O fundo imobiliário BTLG11, sob gestão do BTG Pactual, divulgou o balanço de outubro com receita total de cerca de R$ 46,5 milhões, proveniente das locações e vendas de ativos no período, reforçando sua posição de destaque no mercado.
Com base no desempenho, o fundo distribuiu R$ 0,79 por cota em dividendos, o que corresponde a um dividend yield (rendimento de dividendo) anualizado de 9,1%, considerando o preço de fechamento de setembro.
Durante o mês, o BTLG11 foi beneficiado por duas grandes operações, o recebimento da última parcela da venda dos ativos em Feira de Santana (BA) e Guarulhos (SP), que gerou um lucro líquido de R$ 8,7 milhões, equivalente a R$ 0,19 por cota.
Compra e venda de imóveis
Além disso, o fundo concluiu a aquisição do portfólio do SARE11, que inclui um galpão logístico em Santo André (SP) e dois edifícios corporativos localizados em São Paulo, o WT Morumbi e o Work Bela Cintra, em uma operação avaliada em R$ 447 milhões.

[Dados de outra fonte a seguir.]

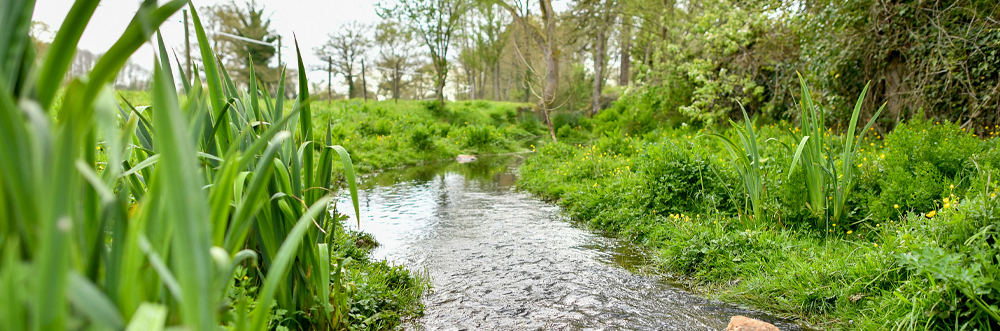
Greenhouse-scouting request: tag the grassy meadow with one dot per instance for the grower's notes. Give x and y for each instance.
(906, 242)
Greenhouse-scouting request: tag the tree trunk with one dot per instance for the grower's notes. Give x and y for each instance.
(442, 76)
(351, 90)
(895, 86)
(626, 48)
(599, 54)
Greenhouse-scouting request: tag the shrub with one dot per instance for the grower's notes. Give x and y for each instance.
(481, 136)
(922, 163)
(421, 137)
(681, 181)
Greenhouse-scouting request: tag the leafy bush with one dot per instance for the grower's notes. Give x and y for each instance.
(422, 137)
(679, 180)
(481, 136)
(923, 162)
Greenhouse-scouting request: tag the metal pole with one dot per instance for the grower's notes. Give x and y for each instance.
(187, 44)
(364, 85)
(329, 77)
(395, 83)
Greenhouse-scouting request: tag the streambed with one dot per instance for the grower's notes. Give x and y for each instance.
(499, 259)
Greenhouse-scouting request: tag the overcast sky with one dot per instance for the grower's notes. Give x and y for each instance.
(311, 21)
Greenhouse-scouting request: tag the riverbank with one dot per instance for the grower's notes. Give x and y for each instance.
(914, 251)
(389, 134)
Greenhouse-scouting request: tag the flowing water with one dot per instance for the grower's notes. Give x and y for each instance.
(499, 259)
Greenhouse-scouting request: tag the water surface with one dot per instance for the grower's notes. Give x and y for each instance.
(499, 259)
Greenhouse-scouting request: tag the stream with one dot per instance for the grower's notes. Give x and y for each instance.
(499, 259)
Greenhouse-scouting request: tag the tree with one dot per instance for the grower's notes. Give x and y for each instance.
(250, 23)
(598, 14)
(546, 39)
(435, 22)
(485, 39)
(344, 50)
(396, 55)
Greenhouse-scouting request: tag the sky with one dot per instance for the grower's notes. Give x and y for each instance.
(310, 21)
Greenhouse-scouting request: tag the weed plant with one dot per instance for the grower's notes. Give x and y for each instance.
(914, 248)
(204, 212)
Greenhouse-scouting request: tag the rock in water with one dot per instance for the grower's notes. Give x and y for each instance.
(742, 323)
(465, 158)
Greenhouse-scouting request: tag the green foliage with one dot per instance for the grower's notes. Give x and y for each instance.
(671, 191)
(138, 216)
(680, 179)
(420, 131)
(922, 164)
(748, 162)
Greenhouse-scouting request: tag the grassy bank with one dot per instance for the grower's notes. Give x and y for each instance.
(386, 134)
(914, 250)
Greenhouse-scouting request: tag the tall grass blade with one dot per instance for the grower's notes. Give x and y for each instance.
(184, 205)
(282, 261)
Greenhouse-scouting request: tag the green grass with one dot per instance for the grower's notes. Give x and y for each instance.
(885, 265)
(204, 211)
(416, 132)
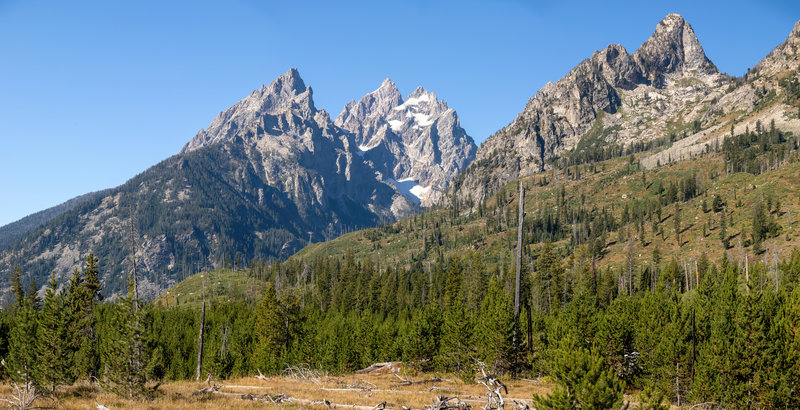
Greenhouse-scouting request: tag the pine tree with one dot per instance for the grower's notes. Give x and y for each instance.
(494, 329)
(269, 331)
(52, 347)
(456, 325)
(424, 335)
(122, 351)
(16, 287)
(723, 232)
(22, 355)
(585, 380)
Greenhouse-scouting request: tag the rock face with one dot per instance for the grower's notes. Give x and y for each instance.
(636, 95)
(268, 175)
(417, 145)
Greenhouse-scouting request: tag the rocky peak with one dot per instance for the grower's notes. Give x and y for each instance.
(366, 115)
(416, 144)
(672, 49)
(288, 92)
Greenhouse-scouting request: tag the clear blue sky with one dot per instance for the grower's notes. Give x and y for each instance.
(92, 93)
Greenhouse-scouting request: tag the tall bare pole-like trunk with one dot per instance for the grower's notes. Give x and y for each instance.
(137, 342)
(519, 262)
(133, 263)
(200, 336)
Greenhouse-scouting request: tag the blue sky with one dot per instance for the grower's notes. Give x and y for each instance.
(92, 93)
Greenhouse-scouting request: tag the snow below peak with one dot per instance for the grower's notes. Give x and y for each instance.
(423, 119)
(410, 188)
(414, 101)
(363, 149)
(395, 124)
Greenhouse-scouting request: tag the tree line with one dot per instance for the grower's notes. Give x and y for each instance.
(726, 333)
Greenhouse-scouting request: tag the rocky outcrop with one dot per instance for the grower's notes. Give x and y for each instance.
(417, 145)
(659, 82)
(270, 174)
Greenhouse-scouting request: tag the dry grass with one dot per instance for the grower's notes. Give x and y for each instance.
(360, 390)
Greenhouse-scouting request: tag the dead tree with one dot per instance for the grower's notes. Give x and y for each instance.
(493, 388)
(200, 336)
(444, 402)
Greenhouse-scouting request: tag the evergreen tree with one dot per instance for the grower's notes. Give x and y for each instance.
(424, 335)
(22, 354)
(16, 287)
(494, 329)
(122, 350)
(52, 347)
(586, 383)
(723, 231)
(456, 326)
(269, 332)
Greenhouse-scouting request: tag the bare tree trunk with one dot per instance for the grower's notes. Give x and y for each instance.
(530, 327)
(519, 266)
(200, 336)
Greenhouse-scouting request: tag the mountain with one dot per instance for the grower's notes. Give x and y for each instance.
(417, 144)
(638, 169)
(612, 97)
(16, 230)
(270, 174)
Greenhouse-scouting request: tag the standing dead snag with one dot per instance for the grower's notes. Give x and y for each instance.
(493, 387)
(200, 336)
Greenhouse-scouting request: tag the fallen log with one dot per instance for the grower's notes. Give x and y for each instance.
(380, 368)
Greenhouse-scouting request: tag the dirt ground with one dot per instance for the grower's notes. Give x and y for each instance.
(303, 389)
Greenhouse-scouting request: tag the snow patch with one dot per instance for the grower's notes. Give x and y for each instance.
(423, 119)
(417, 100)
(419, 191)
(414, 101)
(395, 124)
(363, 149)
(410, 188)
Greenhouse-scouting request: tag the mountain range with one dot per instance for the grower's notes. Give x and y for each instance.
(272, 172)
(267, 176)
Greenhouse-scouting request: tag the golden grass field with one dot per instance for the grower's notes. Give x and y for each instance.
(352, 391)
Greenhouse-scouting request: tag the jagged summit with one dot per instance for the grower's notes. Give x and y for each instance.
(287, 92)
(611, 84)
(785, 57)
(416, 144)
(672, 49)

Com relação aos dois imóveis corporativos, ambos já estão em processo de venda por R$ 557 milhões, o que representa um lucro líquido de R$ 24 milhões, cerca de R$ 0,54 por cota em relação ao valor de compra.
O BTG Pactual projeta que, com a conclusão da venda, os proventos mensais devem se estabilizar entre R$ 0,78 e R$ 0,84 por cota nos próximos meses.
No entanto, para a conclusão da transação, ainda é necessário o cumprimento de etapas regulatórias, incluindo a aprovação do Conselho Administrativo de Defesa Econômica (CADE). A incorporação do SARE11 integra a 14ª emissão de cotas do BTLG11, que levantou R$ 604 milhões em captação.
Nova emissão de cotas
Com o encerramento da 14ª oferta, o BTLG11 anunciou a sua 15ª emissão de cotas, com captação inicial de R$ 300 milhões, segundo fato relevante.
Nesta primeira etapa, serão ofertadas até 2,9 milhões de novas cotas, com valor unitário de R$ 103,33, sem incluir a taxa de distribuição primária de R$ 2,48 (2,4%). Com a inclusão da taxa, o valor total por cota sobe para R$ 105,81.
Há também a possibilidade de um lote adicional de até 50%, o que elevaria o potencial total de captação para cerca de R$ 450 milhões, voltado à demanda excedente.
Portfólio do BTLG11
Atualmente, o fundo mantém uma vacância financeira de apenas 2,6%, reflexo da boa ocupação e da qualidade dos inquilinos.
O portfólio é composto majoritariamente por contratos típicos (65%), reajustados pelo Índice de preços ao consumidor (IPCA), com empresas de grande porte e histórico sólido de pagamentos.
Entre os principais locatários estão companhias dos setores logístico, alimentício, farmacêutico e varejista, como Assaí, DHL, Unilever, Amazon, Nestlé, BRF e Braskem.